Anna @ NorthernHomestead says
I grew up with huge cherry trees too. Good memories! Thank you for all the great info! Pinning.
Homestead Lady says
Thanks, Anna!
JES says
I like the idea of dehydrating them. That would be perfect in granola!!! If only we had a u-pick farm nearby… Thank you for sharing Tessa!
Homestead Lady says
Farmer’s markets are good, too. I liked the cherries dehydrated the best and when we ran out last year, I think I had a tear or two. Need more!
Carey says
I love to eat frozen cherries straight out of the freezer. Kind of like mini-popsicles. I pit and halve sweet cherries, then spread them out in a single layer on cookie sheets cut side up. Freeze. Once frozen, scoop them up into freezer bags and place back into freezer. So yummy!
Homestead Lady says
Ha – mini popsicles! Love it!
Dave says
My wife and I love to get sweet and sour cherries at a u-pick farm. We got about 30 pounds this year, mostly the sour ones, which I think have more flavor. The stoner makes short work of pitting them, that’s for sure. We froze most of ours. I need to try dehydrating them. We do that with our blueberries and the results are wonderful!
Homestead Lady says
I’m glad to hear you say that, Dave, about the sour cherries – not everyone appreciates them. I haven’t dehydrated blueberries before but that sounds delectable.
Alicia says
Some great ideas here! Thanks for sharing them.

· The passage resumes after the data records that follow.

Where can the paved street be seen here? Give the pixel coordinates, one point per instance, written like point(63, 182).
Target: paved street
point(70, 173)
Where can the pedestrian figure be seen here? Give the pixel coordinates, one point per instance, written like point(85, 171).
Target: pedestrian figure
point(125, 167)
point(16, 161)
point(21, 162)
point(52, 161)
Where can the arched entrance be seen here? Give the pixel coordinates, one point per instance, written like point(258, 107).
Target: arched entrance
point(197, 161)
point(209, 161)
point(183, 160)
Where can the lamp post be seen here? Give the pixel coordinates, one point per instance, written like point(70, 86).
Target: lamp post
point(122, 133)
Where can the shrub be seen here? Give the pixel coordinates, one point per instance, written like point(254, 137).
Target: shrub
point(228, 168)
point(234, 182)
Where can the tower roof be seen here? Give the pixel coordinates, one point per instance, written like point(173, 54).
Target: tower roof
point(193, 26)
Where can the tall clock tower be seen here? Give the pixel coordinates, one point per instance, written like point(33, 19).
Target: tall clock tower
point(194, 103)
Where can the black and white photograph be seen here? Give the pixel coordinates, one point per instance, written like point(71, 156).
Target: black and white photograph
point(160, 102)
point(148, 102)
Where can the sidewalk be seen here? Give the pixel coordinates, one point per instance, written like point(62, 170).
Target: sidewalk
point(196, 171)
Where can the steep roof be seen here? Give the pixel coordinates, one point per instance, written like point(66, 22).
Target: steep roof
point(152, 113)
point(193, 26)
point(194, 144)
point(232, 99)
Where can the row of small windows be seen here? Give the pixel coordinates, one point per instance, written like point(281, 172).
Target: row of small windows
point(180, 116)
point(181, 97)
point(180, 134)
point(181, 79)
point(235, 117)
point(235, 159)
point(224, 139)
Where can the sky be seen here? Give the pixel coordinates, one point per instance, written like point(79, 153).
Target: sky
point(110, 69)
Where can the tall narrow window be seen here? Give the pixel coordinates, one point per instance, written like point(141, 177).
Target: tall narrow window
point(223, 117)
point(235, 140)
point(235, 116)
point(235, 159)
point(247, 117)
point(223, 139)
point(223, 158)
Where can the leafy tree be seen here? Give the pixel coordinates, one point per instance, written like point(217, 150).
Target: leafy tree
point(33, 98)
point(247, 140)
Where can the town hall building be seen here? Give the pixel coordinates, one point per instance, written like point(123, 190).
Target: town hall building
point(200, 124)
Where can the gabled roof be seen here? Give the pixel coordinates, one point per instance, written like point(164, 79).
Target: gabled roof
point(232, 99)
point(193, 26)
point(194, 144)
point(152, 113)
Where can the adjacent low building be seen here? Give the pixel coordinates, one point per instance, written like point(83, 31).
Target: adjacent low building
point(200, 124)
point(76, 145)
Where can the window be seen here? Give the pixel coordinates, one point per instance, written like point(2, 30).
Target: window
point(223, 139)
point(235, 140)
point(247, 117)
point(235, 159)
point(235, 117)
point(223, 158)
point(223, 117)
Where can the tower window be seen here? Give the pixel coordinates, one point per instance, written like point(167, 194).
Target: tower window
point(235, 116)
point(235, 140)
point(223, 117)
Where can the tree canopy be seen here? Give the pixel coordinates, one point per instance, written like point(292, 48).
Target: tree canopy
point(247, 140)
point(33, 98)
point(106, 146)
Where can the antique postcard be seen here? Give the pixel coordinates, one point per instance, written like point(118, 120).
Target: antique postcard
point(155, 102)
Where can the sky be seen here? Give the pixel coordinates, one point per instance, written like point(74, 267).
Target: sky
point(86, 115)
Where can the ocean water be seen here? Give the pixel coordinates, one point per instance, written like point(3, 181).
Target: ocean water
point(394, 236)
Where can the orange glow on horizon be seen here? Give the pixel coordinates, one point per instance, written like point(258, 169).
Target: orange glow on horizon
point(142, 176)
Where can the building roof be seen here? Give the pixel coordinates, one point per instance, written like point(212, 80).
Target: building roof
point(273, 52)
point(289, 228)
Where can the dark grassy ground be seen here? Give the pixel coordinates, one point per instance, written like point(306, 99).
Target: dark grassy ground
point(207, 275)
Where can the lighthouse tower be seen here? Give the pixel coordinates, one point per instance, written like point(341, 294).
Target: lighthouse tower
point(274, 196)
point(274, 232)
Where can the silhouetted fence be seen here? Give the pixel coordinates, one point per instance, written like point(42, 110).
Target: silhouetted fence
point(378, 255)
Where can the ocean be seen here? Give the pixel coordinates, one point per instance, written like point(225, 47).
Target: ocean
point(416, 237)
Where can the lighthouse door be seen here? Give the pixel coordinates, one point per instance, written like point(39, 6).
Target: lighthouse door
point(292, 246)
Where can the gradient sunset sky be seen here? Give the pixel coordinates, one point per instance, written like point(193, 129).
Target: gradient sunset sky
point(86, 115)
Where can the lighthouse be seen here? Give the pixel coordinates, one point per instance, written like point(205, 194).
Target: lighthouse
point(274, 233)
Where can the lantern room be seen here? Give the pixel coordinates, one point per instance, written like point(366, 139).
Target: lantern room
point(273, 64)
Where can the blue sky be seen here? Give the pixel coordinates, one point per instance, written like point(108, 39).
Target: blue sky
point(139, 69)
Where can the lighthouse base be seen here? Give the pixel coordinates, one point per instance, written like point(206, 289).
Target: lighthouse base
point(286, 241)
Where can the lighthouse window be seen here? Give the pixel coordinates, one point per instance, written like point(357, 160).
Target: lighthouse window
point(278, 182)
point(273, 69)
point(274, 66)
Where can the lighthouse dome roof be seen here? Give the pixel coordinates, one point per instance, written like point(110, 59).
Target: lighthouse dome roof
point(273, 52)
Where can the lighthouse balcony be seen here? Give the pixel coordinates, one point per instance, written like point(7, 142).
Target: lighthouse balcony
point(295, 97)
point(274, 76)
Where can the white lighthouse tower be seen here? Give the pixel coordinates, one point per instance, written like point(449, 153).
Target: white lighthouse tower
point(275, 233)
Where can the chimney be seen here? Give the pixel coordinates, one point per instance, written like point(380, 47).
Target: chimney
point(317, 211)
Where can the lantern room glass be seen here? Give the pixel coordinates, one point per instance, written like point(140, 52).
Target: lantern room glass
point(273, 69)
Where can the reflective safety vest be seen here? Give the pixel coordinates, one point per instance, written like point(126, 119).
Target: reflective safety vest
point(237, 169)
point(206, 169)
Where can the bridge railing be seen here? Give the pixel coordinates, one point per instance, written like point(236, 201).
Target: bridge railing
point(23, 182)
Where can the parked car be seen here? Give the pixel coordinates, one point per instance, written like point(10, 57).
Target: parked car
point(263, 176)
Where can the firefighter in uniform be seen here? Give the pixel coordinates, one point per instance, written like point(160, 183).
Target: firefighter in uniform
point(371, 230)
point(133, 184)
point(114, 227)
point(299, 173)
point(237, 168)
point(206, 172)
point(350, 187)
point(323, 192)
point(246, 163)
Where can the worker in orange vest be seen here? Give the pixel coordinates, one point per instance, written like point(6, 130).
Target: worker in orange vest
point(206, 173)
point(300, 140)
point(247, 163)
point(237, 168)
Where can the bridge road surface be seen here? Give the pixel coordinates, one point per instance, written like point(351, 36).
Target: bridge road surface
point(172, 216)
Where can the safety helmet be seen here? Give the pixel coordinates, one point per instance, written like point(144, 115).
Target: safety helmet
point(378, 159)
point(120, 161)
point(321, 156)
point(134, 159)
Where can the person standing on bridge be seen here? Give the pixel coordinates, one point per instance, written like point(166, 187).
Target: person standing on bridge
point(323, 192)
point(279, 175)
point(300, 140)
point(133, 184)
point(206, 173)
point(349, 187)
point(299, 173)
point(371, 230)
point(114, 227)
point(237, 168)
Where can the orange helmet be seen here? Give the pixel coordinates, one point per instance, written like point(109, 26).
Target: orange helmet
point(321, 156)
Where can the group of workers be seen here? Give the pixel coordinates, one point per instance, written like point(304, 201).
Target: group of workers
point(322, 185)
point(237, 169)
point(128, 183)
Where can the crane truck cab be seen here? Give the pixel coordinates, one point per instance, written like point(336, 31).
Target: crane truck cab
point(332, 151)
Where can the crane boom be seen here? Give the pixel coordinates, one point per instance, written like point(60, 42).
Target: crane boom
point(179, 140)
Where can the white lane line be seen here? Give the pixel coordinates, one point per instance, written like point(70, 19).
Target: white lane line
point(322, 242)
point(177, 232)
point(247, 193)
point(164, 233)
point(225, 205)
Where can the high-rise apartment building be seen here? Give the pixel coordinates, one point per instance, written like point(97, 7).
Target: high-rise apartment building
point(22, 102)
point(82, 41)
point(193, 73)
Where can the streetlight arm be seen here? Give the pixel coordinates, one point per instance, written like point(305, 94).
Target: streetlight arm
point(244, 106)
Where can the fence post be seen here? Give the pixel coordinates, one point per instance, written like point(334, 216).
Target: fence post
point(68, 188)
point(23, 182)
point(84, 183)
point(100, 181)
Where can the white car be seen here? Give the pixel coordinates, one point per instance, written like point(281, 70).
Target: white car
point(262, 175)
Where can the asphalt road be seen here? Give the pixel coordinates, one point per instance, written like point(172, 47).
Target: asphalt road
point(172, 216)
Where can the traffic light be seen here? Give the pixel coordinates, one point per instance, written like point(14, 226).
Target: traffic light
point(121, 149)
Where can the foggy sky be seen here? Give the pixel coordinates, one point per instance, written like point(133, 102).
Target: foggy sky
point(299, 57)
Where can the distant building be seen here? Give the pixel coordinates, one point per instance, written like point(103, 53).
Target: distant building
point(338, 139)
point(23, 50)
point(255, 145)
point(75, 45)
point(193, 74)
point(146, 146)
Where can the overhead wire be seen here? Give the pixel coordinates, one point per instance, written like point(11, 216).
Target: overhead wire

Tanya @ Seven Springs Homestead says
We have a small cherry tree in our garden that is only producing enough to eat fresh. I can’t wait until we have enough to preserve.
Homestead Lady says
Its a beautiful thing to see a pile of dehydrated cherries or a shelf full of cherry jam!
فوائد الزنجبيل says
I grew up with huge cherry trees too. Good memories! Thank you for all the great info! Pinning.

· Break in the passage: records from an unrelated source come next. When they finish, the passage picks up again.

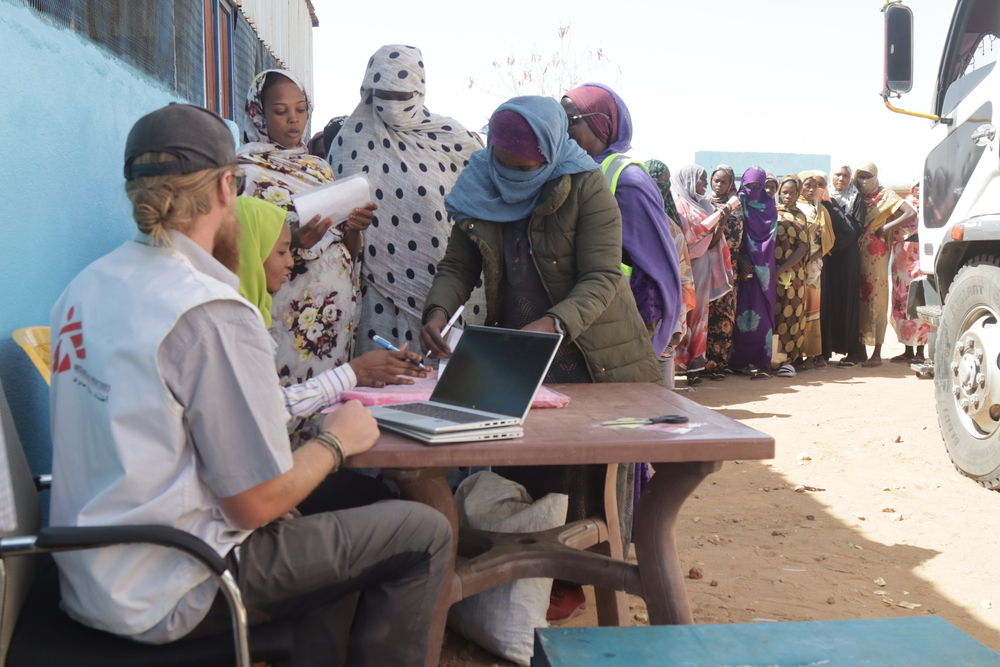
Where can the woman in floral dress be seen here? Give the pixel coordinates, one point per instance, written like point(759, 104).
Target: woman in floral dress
point(722, 311)
point(905, 265)
point(711, 264)
point(791, 250)
point(314, 314)
point(884, 210)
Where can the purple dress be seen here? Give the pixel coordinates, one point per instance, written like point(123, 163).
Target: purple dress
point(646, 237)
point(755, 297)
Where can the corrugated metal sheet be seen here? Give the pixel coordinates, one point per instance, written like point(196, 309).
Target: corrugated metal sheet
point(285, 27)
point(163, 39)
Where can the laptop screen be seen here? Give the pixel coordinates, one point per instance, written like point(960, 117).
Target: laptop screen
point(495, 369)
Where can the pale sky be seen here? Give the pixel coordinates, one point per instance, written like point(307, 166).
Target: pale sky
point(789, 76)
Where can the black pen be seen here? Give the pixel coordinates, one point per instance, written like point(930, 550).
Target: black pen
point(389, 346)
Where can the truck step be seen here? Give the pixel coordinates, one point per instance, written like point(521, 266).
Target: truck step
point(930, 313)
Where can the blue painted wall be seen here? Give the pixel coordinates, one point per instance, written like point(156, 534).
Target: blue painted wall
point(778, 164)
point(66, 110)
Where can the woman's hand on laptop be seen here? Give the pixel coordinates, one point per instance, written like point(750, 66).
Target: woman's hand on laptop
point(354, 425)
point(381, 367)
point(430, 334)
point(544, 324)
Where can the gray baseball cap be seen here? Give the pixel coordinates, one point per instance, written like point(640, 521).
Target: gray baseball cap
point(197, 137)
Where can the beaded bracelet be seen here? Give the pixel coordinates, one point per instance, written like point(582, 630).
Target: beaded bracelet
point(332, 442)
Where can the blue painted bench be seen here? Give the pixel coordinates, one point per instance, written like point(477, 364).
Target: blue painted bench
point(921, 641)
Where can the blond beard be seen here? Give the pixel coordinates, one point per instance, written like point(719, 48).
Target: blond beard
point(226, 245)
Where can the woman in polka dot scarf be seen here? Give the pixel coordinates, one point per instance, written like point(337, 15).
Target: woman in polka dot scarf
point(412, 157)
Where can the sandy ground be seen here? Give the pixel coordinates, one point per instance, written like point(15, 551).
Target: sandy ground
point(859, 515)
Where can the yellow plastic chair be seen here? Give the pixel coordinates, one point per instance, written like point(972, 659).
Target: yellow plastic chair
point(36, 343)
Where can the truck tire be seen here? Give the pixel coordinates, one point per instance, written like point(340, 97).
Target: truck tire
point(967, 371)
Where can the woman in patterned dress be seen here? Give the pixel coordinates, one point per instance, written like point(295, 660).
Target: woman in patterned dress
point(412, 158)
point(821, 240)
point(711, 263)
point(722, 311)
point(791, 250)
point(884, 211)
point(314, 314)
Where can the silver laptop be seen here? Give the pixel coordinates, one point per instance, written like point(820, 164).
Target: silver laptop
point(489, 383)
point(448, 437)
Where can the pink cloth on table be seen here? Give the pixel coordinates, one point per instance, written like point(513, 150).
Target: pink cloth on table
point(421, 391)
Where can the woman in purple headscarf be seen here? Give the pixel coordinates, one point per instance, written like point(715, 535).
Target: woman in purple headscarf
point(755, 295)
point(600, 123)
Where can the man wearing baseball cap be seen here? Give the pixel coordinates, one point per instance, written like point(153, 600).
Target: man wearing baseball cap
point(166, 409)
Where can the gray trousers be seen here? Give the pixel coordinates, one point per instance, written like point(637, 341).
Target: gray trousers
point(394, 554)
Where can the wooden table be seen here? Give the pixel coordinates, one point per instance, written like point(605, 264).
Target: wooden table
point(589, 551)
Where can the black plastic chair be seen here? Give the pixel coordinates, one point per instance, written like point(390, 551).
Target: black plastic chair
point(34, 632)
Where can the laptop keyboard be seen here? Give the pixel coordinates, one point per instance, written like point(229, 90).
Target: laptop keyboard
point(438, 412)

Ricki @ The Questionable Homesteader says
Cherry season will be starting in June for us, and I’m already prepared to start freezing (I LOVE sweet cherries in my smoothies) and if there are any left over after freezing I’ll dehydrate some for breads and such. Priority in my house is for freezing these tasty little morsels.
Thanks for sharing.
Homestead Lady says
Yes, they are, and they freeze so nicely, too. We’ve lived where there are power outages during ice storms and hurricanes so I always make sure to get some frozen but most go into the dehydrator or the canner. Too many times having my electricity go off! Fortunately, cherries are simply divine no matter how you’re eating them.